At a recent Foyles event for my new novel 'Plastic', I talked onstage with Joanne Harris about why I’d had such a struggle selling the book. I’d wanted to write a novel about a woman who goes through a transformative arc, from having no self-esteem to being fearless and independent. I wanted to write it as a crime novel, and leave room for plenty of humour. I knew where it needed to be set – in the soulless apartment building Jeffrey Archer lives in on the South side of the Thames. But things didn’t turn out quite as simple as that.
‘Plastic’ concerns June Cryer, a downtrodden, shopaholic suburban housewife trapped in a lousy marriage. After discovering her husband’s infidelity, she loses her home, her husband and crucially, her credit rating.
Then her only friend offers her a way out; she needs someone reliable to babysit some paintings in a London riverside high-rise apartment while the security system is being repaired. It’s just for the weekend, but there’s good money in it…June moves in only to find that there’s no electricity and the phones don’t work. Soon she finds herself embroiled in a murder. She must survive on the streets without friends or money.
The book was intended to be the inverse of a Gothic novel, with its lone heroine facing terror and redemption in an alien setting, in this case a heavily populated urban one. That in itself might have proven saleable, but I hobbled my chances by using my own name on a first-person-female narrative and mixing lots of black comedy in with extremely dark set-pieces.

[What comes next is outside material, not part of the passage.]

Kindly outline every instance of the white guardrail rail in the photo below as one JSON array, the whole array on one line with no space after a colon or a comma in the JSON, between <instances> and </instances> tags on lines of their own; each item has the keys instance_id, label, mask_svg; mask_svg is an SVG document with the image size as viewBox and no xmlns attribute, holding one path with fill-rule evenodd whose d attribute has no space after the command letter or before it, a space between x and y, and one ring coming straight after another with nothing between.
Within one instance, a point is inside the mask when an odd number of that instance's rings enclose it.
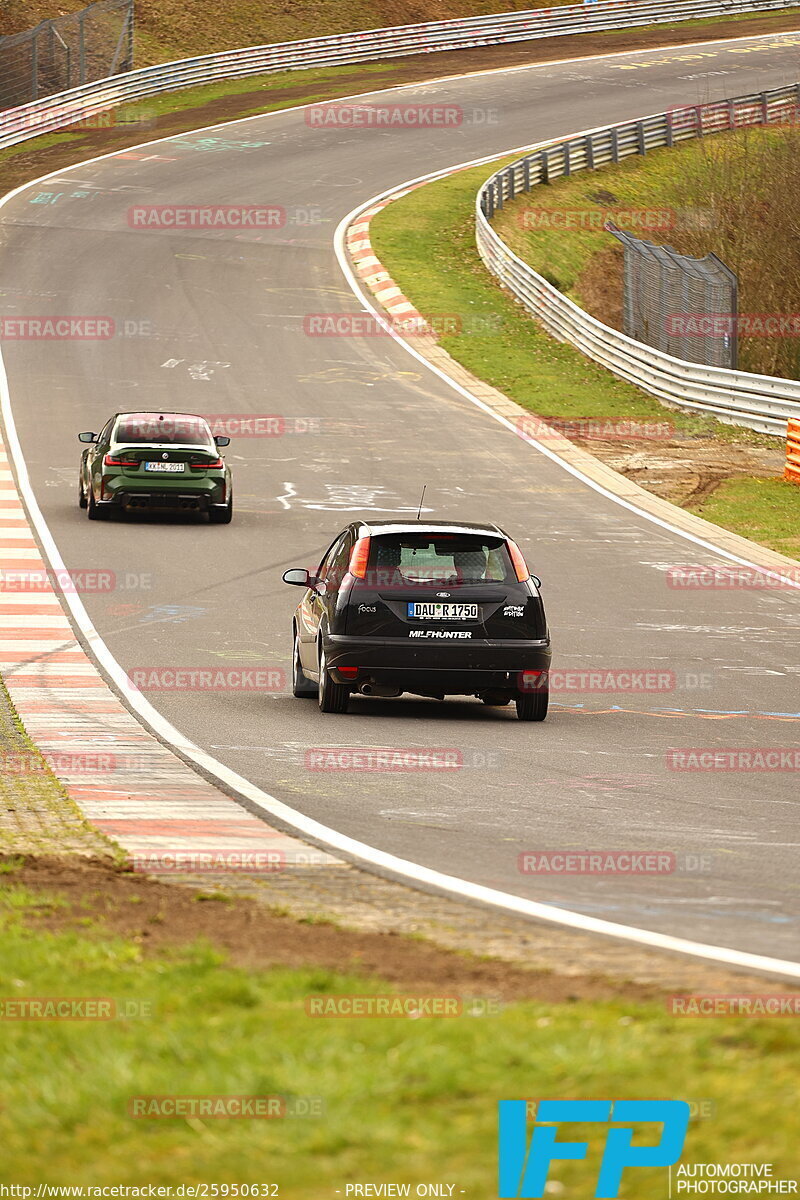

Publishers could not even choose two genres for ‘Plastic’ to fall between. I suddenly felt as if I had dropped into the conversation between Hamlet and the Player King, presenting pastoral-allegorical-satirical-romantic-horrific for the delectation of no-one. If the publishers couldn’t see what it was, other than the anti-WH Smith novel, they certainly couldn’t imagine who would buy it.
I reworked it according to the whims of various acquisitions boards. Many professional readers submitted their reports. Some raised concerns about the viability of combining disparate elements in one novel. Some female readers were offended that a man should write in the form of a female first person, as if I was somehow taking work from a woman who could equally handle the task. Finally, I threw out the demographic rulebook that had come to bind me so tightly and reverted to a new version of my original intention.
The book took six long years to find its audience. In the meantime, it had been out with so many publishers that parts of it started turning up online. One over-enthusiastic Canadian publisher actually printed up a dozen finished copies of the book before signing a deal with me (we never did sign). The pirated parts started getting mentions in the press. It was photocopied in publishers’ offices, even as it became known as the novel that couldn’t be published. Thanks to fans who had read sections, ‘Plastic’ is one of the few books that got glowing reviews even before it was printed.
‘Plastic’ was so off-the-wall that I really thought it would never see the light of day. The rough draft was championed by Joanne Harris and Jake Arnott, who demanded final versions. But publishers remained cautious. It’s easier to imitate than to innovate, and since the novel was considered ‘subversive’ and ‘mould-breaking’, it stayed unsold. There’s an unwritten rule that says you can’t cross genres without confusing readers.
There it remained until Jonathan Oliver at Solaris asked to take a look. What he and I discovered was that in the light of the financial crash, ‘Plastic’ suddenly had new-found relevance. As a result, the book had finally found its time, and appeared in its intended form – as a cynical and very dark joke at the expense of consumer culture.